Registration Dossier

Administrative data

Key value for chemical safety assessment

Additional information

For in vitro gene mutations two studies were available. An Ames test with Gistex Standard powder AGGL (batch PHS2 A04), performed according to OECD 471 and in compliance with GLP, was not mutagenic under the conditions employed in that study (Ommen, B van, 2000). The study is performed according to internationally accepted testing guidelines and in accordance with GLP. The study was performed on a yeast extract compliant with the macro-composition in the introduction of this document. The other Ames study was performed with Ohly autolysat Kat (Hefeautolysat) and can be used as supportive evidence.

Furthermore, an in vivo micronucleus test according to OECD 474 and compliant with GLP was performed with two test materials (Willems and Immel, 1989): Maxarome powder, natural food flavour from primary grown yeast (lot 8829-03) and Gistex standard powder, autolyzed yeast extract, FM 8850-03). It was concluded that the results of the micronucleus test did not provide any indication of chromosomal damage and/or damage to the mitotic apparatus in bone marrow cells of mice treated orally with a high dose of either Gistex or Maxarome. The study is performed according to internationally accepted testing guidelines and in accordance with GLP. The study was performed on a yeast extract compliant with the macro-composition of Saccharomyces cerevisiae, ext.
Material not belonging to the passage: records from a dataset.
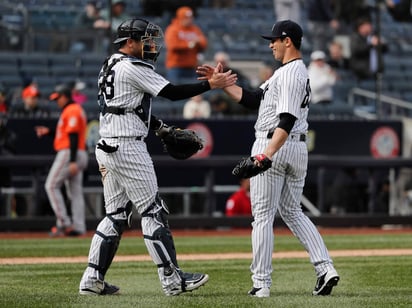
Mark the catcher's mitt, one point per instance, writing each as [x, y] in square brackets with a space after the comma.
[180, 143]
[247, 167]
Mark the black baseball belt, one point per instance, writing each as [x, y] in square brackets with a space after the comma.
[296, 137]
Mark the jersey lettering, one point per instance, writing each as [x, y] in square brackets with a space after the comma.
[106, 85]
[306, 99]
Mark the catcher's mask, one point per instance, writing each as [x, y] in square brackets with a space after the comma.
[149, 34]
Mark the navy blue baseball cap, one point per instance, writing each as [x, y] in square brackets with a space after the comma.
[285, 28]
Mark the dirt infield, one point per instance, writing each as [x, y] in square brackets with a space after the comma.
[223, 256]
[230, 232]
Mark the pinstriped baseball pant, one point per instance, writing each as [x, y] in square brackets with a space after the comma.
[280, 190]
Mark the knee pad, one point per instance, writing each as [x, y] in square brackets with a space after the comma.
[107, 238]
[157, 235]
[161, 247]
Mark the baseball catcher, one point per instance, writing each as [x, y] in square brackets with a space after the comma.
[179, 143]
[248, 167]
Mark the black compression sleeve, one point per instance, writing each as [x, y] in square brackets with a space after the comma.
[286, 121]
[177, 92]
[251, 99]
[74, 140]
[155, 123]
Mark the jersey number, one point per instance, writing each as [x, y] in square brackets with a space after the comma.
[106, 85]
[306, 99]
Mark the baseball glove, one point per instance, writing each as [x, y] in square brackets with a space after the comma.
[179, 143]
[251, 166]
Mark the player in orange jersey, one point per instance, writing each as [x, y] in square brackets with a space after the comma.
[68, 166]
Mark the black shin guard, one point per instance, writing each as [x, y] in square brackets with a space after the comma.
[110, 244]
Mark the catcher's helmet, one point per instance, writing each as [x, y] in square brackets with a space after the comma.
[142, 30]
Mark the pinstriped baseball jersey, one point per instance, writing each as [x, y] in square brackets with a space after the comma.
[130, 83]
[279, 189]
[287, 91]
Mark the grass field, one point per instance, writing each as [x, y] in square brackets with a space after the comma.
[373, 281]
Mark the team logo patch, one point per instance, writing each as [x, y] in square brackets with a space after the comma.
[384, 143]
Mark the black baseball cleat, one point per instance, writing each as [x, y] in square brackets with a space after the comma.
[192, 281]
[108, 289]
[325, 283]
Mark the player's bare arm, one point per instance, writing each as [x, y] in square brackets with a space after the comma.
[206, 72]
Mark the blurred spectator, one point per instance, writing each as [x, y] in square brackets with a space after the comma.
[322, 24]
[322, 78]
[347, 193]
[4, 104]
[364, 60]
[224, 58]
[30, 105]
[115, 15]
[7, 147]
[336, 58]
[90, 17]
[184, 43]
[90, 21]
[196, 108]
[77, 92]
[348, 14]
[168, 7]
[222, 3]
[238, 204]
[288, 9]
[400, 10]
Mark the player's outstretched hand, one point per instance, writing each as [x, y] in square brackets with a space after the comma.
[215, 75]
[250, 166]
[206, 71]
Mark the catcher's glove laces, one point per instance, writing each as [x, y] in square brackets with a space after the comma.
[179, 143]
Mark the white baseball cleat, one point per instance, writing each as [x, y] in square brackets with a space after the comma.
[325, 283]
[259, 292]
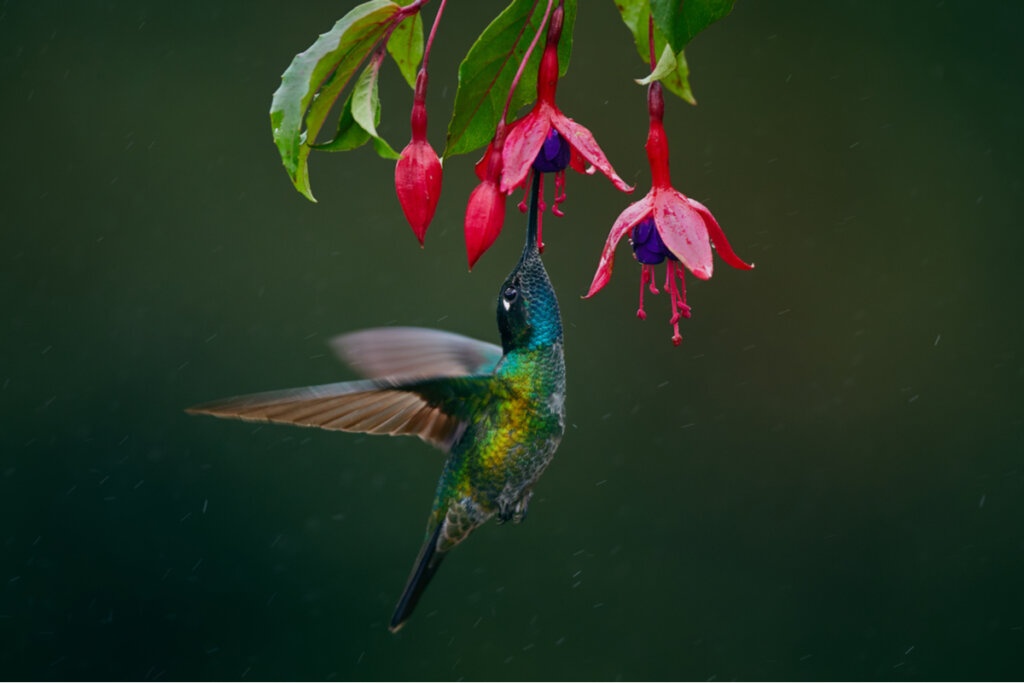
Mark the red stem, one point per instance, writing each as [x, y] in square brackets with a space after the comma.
[650, 40]
[525, 58]
[433, 30]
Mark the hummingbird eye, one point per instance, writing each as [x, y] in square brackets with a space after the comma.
[509, 296]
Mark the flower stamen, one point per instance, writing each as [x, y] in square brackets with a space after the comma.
[645, 275]
[559, 193]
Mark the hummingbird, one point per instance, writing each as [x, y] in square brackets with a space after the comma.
[499, 413]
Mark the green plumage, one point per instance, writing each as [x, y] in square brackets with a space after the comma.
[499, 412]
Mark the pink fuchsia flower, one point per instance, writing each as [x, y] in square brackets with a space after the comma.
[418, 173]
[666, 225]
[485, 211]
[546, 140]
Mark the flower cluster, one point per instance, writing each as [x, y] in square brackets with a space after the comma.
[543, 141]
[665, 226]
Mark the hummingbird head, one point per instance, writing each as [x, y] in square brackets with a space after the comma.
[527, 309]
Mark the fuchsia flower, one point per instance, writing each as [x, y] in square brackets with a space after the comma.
[666, 224]
[527, 137]
[545, 140]
[485, 211]
[418, 173]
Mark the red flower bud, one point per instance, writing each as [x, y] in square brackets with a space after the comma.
[485, 211]
[418, 173]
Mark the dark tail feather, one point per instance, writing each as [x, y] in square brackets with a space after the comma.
[423, 571]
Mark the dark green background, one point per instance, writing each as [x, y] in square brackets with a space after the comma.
[823, 481]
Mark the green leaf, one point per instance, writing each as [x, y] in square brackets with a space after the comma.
[635, 15]
[666, 65]
[312, 82]
[366, 107]
[486, 72]
[406, 46]
[680, 20]
[350, 134]
[383, 150]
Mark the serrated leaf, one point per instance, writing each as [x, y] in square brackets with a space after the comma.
[486, 72]
[366, 104]
[680, 20]
[406, 47]
[383, 150]
[312, 82]
[350, 134]
[666, 65]
[635, 15]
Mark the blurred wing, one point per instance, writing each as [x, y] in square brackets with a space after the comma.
[434, 410]
[415, 352]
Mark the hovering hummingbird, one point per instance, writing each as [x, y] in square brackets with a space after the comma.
[498, 412]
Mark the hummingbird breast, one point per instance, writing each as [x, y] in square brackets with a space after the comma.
[511, 446]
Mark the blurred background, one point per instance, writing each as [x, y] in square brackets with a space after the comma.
[824, 481]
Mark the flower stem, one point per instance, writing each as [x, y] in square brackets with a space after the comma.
[525, 58]
[430, 40]
[650, 41]
[532, 218]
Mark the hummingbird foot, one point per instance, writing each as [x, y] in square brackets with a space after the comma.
[514, 513]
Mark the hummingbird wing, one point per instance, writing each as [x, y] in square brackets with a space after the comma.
[436, 410]
[415, 352]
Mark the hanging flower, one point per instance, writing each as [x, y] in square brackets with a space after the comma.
[666, 225]
[418, 173]
[485, 211]
[546, 139]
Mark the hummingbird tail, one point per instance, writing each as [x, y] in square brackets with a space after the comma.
[423, 571]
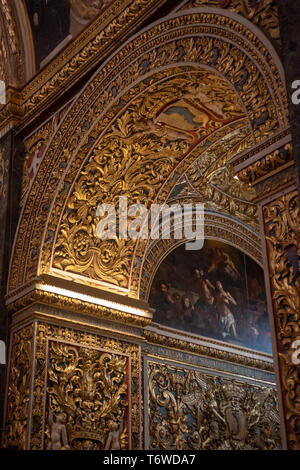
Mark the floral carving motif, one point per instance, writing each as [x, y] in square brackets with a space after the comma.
[191, 410]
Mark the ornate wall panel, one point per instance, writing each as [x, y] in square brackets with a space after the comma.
[191, 410]
[140, 59]
[281, 219]
[83, 385]
[19, 389]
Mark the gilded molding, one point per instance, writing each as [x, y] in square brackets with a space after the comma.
[68, 303]
[189, 346]
[80, 56]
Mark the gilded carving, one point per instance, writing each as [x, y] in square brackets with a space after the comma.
[193, 411]
[91, 389]
[267, 117]
[91, 394]
[3, 175]
[146, 142]
[282, 230]
[11, 66]
[267, 165]
[263, 13]
[199, 349]
[18, 395]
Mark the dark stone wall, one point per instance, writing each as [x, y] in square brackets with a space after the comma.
[289, 18]
[12, 152]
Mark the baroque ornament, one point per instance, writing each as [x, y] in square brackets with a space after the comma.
[263, 13]
[73, 145]
[133, 159]
[193, 411]
[282, 230]
[19, 389]
[93, 387]
[89, 392]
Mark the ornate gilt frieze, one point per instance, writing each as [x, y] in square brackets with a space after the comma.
[73, 304]
[133, 159]
[85, 394]
[282, 231]
[189, 410]
[100, 38]
[267, 166]
[151, 53]
[212, 350]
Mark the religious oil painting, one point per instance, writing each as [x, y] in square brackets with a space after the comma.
[216, 292]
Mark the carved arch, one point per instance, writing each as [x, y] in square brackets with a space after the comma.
[200, 41]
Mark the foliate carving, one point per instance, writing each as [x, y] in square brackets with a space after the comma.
[12, 66]
[90, 387]
[267, 165]
[193, 411]
[87, 10]
[131, 65]
[209, 351]
[135, 156]
[282, 228]
[263, 13]
[19, 388]
[93, 389]
[35, 149]
[3, 175]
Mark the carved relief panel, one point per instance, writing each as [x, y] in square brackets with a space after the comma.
[189, 410]
[83, 392]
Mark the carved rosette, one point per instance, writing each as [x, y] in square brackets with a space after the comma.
[189, 410]
[282, 230]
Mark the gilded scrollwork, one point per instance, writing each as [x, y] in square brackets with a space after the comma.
[282, 230]
[193, 411]
[133, 159]
[19, 389]
[91, 382]
[73, 144]
[3, 175]
[263, 13]
[91, 389]
[267, 165]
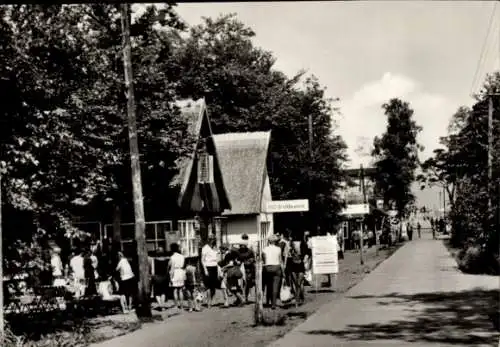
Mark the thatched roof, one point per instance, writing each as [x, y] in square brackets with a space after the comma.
[242, 158]
[192, 112]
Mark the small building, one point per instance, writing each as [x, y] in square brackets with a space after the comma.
[243, 162]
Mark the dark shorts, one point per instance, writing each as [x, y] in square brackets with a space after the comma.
[212, 280]
[128, 287]
[160, 285]
[250, 276]
[293, 267]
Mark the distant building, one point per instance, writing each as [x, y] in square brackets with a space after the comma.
[357, 210]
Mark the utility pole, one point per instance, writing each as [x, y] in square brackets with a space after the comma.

Short description of key information:
Two Ames tests showed no genotoxicity. Two in vivo micronucleus studies in mice did not show any chromosomal damage.

Endpoint Conclusion: No adverse effect observed (negative)

Justification for classification or non-classification

Based on the in vitro and in vivo data available (for surrogates) it can be concluded that Saccharomyces cerevisiae is not mutagenic and needs not to be classified according to DSD or CLP.